Da mesma forma, ele apontou que o financiamento dos protestos viria de atividades ilícitas ligadas ao tráfico de drogas na região de Chapare. "Há pessoas decentes que trabalham honestamente, mas também há uma grande parcela da produção de folha de coca que vai para o tráfico de drogas e daí saem os recursos para essas mobilizações", afirmou sobre os protestos, que ele associou a uma "tentativa de golpe" contra o Executivo de Paz, que assumiu a Casa Grande do Povo em novembro passado.

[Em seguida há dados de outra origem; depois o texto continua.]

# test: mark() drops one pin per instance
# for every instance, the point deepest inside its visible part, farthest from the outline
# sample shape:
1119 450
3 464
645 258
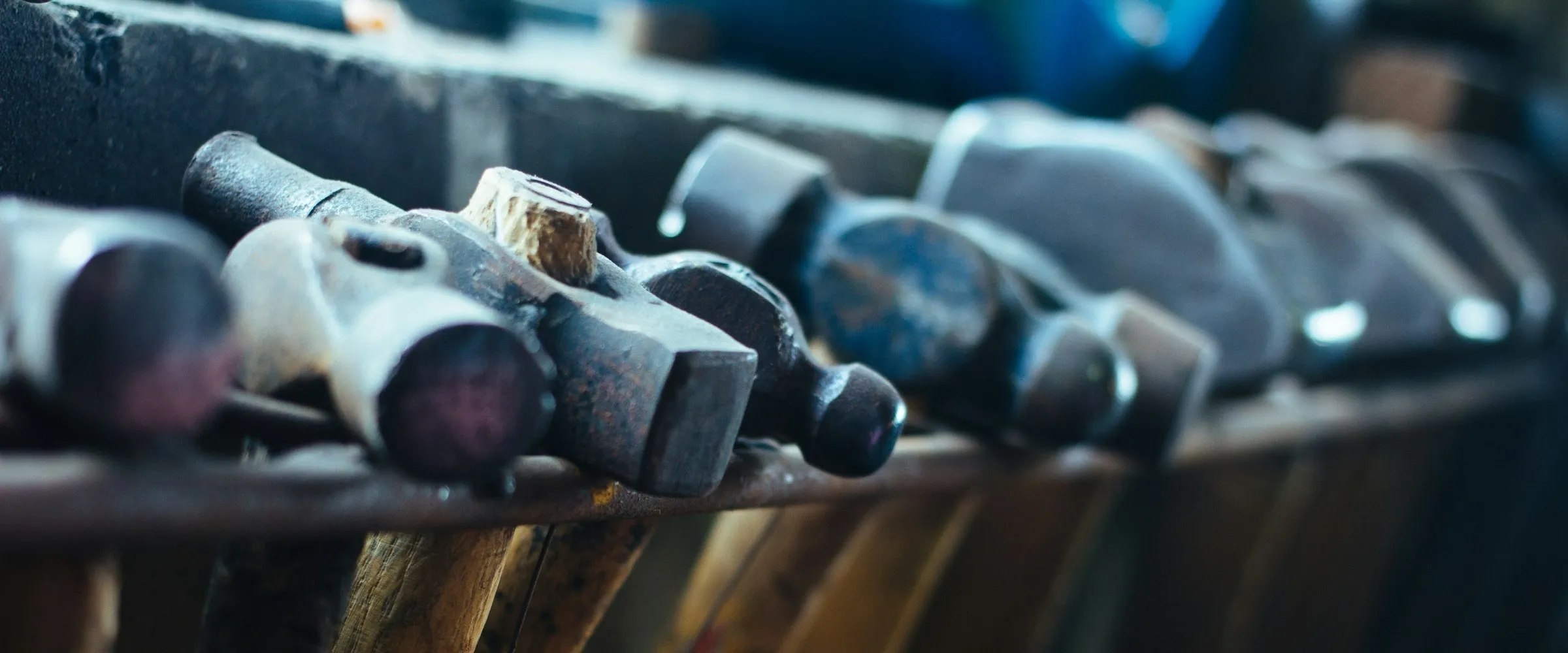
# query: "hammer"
888 284
1390 292
645 392
1426 182
115 319
1117 210
844 417
429 378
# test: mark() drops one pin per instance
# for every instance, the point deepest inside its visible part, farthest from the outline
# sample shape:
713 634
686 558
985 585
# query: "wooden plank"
419 592
515 588
879 586
1009 580
48 500
761 596
1329 586
272 597
59 602
1206 530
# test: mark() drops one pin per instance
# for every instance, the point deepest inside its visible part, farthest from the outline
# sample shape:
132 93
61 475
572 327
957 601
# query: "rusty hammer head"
645 392
890 285
844 417
424 375
1173 360
116 317
1119 210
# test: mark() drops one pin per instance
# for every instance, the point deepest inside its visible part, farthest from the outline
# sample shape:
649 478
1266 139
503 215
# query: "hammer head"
425 376
116 317
647 394
845 417
1119 210
1401 292
1429 185
887 284
1172 360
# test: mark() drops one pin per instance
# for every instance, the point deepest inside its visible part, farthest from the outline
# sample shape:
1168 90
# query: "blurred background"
1486 66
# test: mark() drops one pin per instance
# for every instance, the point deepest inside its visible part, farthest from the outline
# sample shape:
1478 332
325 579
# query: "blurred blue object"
1092 57
322 14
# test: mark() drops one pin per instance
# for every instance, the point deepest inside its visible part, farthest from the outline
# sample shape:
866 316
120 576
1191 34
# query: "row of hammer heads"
1056 281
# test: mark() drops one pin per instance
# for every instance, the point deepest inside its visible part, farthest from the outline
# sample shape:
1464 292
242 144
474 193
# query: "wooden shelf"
322 490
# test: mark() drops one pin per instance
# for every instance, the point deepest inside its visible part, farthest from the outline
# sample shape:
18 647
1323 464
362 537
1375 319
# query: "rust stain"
604 494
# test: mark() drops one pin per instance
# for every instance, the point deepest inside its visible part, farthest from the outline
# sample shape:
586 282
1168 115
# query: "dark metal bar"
331 490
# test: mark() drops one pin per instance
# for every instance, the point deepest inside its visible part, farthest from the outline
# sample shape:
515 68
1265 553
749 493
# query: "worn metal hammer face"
890 285
116 317
1431 187
1385 292
1433 303
1173 359
844 417
1525 199
1119 210
645 392
432 379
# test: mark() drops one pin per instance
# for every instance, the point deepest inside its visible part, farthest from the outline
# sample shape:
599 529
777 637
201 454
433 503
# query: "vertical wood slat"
1327 586
524 553
1005 584
749 605
59 602
584 567
269 597
419 592
879 586
1208 520
162 591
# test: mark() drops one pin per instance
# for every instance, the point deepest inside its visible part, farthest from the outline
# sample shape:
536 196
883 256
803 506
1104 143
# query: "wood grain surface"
584 567
59 602
879 586
422 591
1005 586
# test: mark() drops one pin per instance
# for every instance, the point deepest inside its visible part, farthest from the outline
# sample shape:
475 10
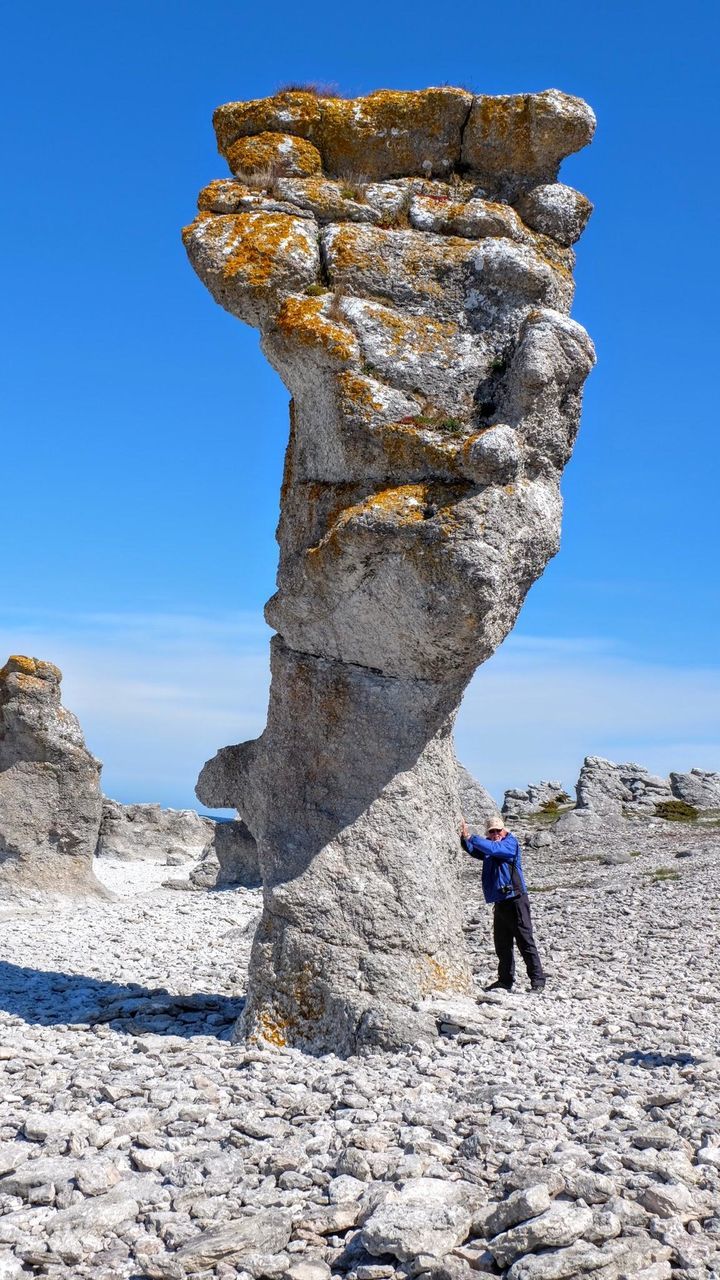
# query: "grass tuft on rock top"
675 810
315 87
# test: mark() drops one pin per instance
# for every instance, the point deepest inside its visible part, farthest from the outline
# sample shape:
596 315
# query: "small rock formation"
147 832
698 787
537 798
406 260
619 789
231 859
50 799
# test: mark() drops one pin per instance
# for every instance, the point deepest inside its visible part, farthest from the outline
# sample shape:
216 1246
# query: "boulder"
50 799
537 798
135 832
422 328
698 787
427 1215
614 790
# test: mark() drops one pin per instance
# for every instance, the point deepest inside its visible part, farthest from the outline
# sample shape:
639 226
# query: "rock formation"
149 832
406 260
537 798
477 805
698 787
50 799
231 859
616 789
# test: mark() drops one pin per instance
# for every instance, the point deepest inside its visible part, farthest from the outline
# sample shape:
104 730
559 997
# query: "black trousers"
511 923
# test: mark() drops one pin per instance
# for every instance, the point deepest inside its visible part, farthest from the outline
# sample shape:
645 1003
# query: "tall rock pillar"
406 257
50 799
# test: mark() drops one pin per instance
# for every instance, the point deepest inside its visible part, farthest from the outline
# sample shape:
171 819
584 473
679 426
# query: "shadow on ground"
51 999
651 1059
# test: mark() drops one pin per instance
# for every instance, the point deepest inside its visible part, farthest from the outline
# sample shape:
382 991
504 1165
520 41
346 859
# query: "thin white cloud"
158 694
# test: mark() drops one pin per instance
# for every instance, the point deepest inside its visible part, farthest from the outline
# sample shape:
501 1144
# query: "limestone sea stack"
406 257
50 799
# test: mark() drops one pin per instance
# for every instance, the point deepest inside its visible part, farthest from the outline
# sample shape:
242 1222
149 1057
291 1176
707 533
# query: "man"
505 887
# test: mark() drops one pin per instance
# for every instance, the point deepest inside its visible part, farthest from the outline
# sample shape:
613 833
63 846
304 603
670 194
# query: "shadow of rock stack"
406 257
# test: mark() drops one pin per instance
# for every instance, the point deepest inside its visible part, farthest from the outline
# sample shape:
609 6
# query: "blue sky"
145 430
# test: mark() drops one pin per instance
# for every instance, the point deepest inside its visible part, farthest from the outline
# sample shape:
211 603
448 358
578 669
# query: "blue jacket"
500 859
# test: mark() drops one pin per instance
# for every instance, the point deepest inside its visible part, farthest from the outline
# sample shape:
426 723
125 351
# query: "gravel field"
569 1133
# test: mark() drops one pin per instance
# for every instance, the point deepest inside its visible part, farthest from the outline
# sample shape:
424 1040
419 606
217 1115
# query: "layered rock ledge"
406 257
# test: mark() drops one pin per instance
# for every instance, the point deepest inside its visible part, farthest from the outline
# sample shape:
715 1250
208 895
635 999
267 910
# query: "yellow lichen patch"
270 1028
405 503
276 155
304 320
443 976
359 392
393 133
255 247
222 196
18 664
292 112
292 1013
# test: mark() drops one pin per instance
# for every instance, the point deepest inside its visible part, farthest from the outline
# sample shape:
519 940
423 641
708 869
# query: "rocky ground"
570 1133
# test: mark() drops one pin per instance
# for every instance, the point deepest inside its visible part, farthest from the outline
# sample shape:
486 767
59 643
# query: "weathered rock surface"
537 798
422 328
50 799
698 787
231 859
477 805
611 789
147 831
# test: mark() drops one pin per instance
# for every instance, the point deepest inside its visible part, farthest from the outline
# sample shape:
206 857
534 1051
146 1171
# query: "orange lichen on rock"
525 133
393 133
276 155
306 321
292 112
443 976
255 247
18 664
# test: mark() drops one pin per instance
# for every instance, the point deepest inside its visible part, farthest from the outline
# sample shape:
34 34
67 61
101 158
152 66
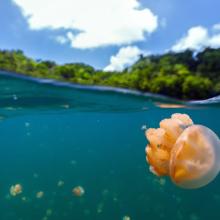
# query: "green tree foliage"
181 75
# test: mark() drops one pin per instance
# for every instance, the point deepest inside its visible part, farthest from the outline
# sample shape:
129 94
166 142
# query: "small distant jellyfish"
15 189
188 153
78 191
60 183
39 194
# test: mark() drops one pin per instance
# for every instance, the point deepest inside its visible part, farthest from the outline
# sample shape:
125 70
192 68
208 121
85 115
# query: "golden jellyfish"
39 194
188 153
78 191
15 189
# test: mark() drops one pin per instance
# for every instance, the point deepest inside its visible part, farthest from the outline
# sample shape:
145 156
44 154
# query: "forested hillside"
180 75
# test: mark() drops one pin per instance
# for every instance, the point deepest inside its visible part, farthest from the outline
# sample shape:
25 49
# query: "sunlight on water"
69 153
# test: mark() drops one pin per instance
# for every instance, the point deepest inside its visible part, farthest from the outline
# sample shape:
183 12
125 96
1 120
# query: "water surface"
55 132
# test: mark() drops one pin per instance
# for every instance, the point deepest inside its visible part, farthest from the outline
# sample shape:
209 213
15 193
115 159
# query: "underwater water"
55 137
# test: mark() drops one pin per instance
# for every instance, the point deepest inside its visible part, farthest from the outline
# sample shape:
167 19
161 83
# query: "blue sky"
107 34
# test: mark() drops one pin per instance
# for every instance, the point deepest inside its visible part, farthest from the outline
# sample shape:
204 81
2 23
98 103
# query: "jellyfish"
188 153
39 194
15 189
78 191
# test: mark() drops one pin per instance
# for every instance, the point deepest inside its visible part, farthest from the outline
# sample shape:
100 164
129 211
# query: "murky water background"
94 139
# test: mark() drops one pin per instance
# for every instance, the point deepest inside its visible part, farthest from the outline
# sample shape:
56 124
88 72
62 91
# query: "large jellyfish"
188 153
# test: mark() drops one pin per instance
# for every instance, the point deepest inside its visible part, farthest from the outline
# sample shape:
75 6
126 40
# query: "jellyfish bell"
188 153
195 157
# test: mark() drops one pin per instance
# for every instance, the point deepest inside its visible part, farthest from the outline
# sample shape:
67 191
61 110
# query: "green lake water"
95 139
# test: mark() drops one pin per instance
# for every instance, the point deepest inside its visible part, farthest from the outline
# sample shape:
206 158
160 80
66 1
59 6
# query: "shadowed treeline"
180 75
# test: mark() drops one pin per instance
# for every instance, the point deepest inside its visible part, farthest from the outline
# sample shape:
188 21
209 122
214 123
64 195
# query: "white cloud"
197 38
216 27
126 56
61 39
97 22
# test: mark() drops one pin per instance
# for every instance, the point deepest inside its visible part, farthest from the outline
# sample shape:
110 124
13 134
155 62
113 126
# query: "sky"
107 34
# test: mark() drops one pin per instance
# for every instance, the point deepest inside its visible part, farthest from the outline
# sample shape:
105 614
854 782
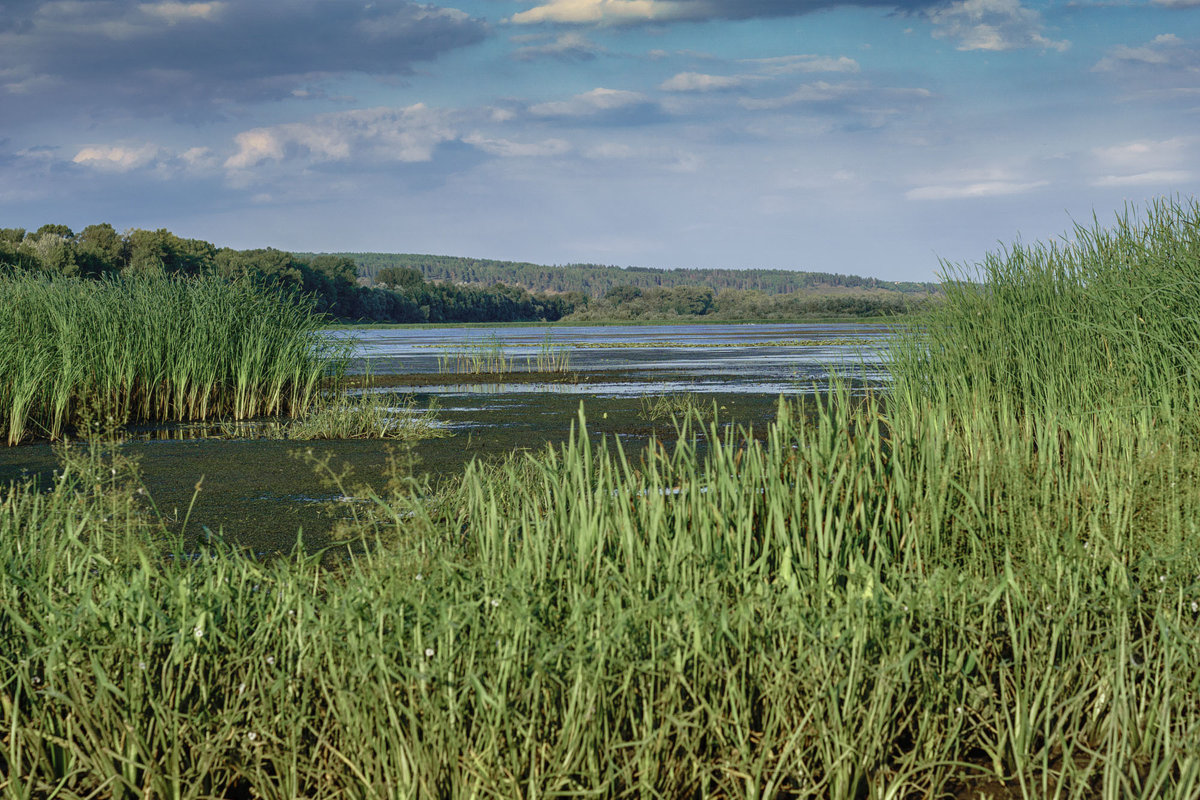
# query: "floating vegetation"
153 349
983 583
367 415
675 405
475 358
551 356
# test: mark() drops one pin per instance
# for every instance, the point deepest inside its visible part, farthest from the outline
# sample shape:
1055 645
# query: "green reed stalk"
982 582
151 349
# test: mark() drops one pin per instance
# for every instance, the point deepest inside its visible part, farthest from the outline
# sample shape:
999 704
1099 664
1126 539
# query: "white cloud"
117 158
1145 152
957 191
591 103
991 25
1163 50
181 12
565 47
790 64
700 82
373 134
604 11
1158 176
813 92
509 149
1146 162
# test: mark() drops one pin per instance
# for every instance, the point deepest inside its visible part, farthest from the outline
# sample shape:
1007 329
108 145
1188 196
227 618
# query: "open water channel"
263 492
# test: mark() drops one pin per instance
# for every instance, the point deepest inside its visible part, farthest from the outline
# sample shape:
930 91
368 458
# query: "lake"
261 492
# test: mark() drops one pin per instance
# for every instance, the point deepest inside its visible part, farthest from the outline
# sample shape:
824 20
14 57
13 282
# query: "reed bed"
486 356
551 356
151 349
918 595
489 356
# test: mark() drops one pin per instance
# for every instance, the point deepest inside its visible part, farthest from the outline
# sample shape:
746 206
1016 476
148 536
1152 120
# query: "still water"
267 493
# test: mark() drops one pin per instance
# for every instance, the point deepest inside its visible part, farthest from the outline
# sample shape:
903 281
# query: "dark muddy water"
265 493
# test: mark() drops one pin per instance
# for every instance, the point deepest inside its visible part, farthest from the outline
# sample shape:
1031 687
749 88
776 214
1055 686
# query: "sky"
874 138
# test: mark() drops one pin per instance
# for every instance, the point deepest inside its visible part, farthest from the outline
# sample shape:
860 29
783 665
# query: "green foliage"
595 280
369 415
151 349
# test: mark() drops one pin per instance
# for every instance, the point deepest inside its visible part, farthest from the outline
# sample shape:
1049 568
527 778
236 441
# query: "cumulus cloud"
190 59
115 157
1165 50
593 103
604 11
625 12
700 82
1155 178
565 47
369 134
991 25
1146 162
785 65
183 12
864 97
976 190
509 149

DEFENDE O DIÁLOGO PARA ATENDER ÀS DEMANDAS E REJEITA A RENÚNCIA
Paz destacou que seu Executivo está no poder há seis meses e que busca atender também às “demandas históricas não atendidas” por meio do diálogo com os coletivos afetados. “Estamos firmes no diálogo para a resolução dos problemas e acredito que estamos muito próximos disso”, assinalou.
“Há pessoas com demandas justas, é preciso ser muito claro, mas por trás dessas demandas está toda essa força econômica do Chapare, que distorceu todo esse ciclo de reivindicações, e isso é uma tentativa de golpe. Evidentemente, eles fracassaram”, indicou.
Nesse sentido, ele ignorou os pedidos para que renuncie ao cargo, afirmando que os críticos “terão que aguentar”, pois ele se aterá ao “voto popular” que “indicou qual é o caminho”. “São cinco anos de mandato, que é o que devo cumprir”, enfatizou.